Miejsc dla bezdomnych na pewno nie zabraknie – zapewnia dyrektor Schroniska dla Osób Bezdomnych Caritas Diecezji Tarnowskiej Jerzy Maślanka. Niskie temperatury powodują, że coraz więcej osób szuka pomocy w placówce Caritas przy ulicy Prostopadłej 9a.
Noclegownia jest przygotowana, aby przyjąć osoby, które są pozbawione dachu nad głową – mówi w rozmowie z RDN Małopolska Jerzy Maślanka.
– Odkąd zrobiło się chłodniej codziennie z noclegowni korzysta od 10 do 15 osób przy 20 miejscach, którymi dysponujemy. Zdajemy sobie sprawę, że w miarę pogarszania się warunków atmosferycznych, czy długości trwania zimy, tym zapotrzebowanie jest coraz większe. Jesteśmy przygotowani, aby w razie potrzeby dołożyć łóżka zarówno w schronisku, jak i w noclegowni.
Dyrektor schroniska wyjaśnia, na jaką pomoc w pierwszej kolejności mogą liczyć osoby bezdomne.

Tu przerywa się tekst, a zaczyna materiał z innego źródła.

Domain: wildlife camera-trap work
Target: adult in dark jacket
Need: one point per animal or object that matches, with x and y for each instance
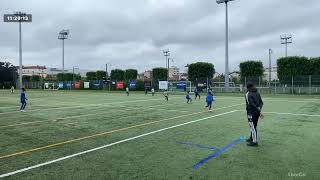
(254, 105)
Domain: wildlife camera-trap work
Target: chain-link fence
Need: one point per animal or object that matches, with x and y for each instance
(309, 84)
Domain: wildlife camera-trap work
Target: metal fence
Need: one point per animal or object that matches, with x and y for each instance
(309, 84)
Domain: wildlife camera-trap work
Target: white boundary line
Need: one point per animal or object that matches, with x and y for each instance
(87, 105)
(108, 145)
(292, 114)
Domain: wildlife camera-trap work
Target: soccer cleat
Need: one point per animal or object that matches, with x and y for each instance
(252, 144)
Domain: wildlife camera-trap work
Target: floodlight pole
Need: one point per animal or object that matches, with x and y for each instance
(270, 52)
(226, 77)
(286, 39)
(63, 56)
(227, 46)
(62, 36)
(166, 53)
(20, 56)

– Te osoby w pierwszym momencie uzyskują pomoc związaną bezpośrednio z higieną, otrzymują nową odzież oraz posiłek. Następnym etapem uzyskania długoterminowego wsparcia jest skierowanie danej osoby do ośrodka pomocy społecznej.
Reporter RDN Małopolska zapytał osoby przebywające w schronisku, w jaki sposób organizują sobie czas i jaka atmosfera panuje w domu dla bezdomnych.

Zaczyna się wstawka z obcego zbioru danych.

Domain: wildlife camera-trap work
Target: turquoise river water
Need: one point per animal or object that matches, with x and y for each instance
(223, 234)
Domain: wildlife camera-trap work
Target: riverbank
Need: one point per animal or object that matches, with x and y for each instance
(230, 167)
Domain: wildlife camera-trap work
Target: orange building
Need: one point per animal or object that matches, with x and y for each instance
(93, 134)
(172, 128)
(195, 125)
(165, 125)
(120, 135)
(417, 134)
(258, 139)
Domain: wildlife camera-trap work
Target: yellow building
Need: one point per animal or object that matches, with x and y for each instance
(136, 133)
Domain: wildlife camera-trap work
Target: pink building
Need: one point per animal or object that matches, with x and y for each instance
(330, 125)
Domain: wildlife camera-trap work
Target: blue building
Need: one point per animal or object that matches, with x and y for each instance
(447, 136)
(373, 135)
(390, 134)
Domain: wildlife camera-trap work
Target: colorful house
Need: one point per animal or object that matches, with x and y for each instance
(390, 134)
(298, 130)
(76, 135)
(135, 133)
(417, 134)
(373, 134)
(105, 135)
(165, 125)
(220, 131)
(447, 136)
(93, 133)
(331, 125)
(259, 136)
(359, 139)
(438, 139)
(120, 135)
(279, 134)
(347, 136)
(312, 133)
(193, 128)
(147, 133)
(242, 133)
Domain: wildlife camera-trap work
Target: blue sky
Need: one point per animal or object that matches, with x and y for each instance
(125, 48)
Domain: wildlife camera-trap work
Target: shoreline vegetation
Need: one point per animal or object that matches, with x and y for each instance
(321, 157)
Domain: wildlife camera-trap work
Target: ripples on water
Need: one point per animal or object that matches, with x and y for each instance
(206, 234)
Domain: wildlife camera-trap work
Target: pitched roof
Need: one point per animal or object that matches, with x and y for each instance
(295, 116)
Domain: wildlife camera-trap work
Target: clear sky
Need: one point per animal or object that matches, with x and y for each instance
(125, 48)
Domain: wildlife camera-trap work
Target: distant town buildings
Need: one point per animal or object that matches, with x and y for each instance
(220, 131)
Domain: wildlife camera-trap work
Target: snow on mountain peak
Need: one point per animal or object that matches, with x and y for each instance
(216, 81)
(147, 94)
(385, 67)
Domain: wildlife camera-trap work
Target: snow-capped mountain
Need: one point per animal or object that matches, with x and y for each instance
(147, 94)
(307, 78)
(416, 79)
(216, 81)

– Oglądamy telewizję, spacerujemy, odpoczywamy, pracujemy, nie możemy narzekać ponieważ mamy co jeść, gdzie spać, jesteśmy otoczeni dobrą opieką. – Jest w porządku, wzajemnie sobie pomagamy, uzupełniamy się.
Placówka w Tarnowie dysponuje 80 miejscami i 20 w ramach noclegowni.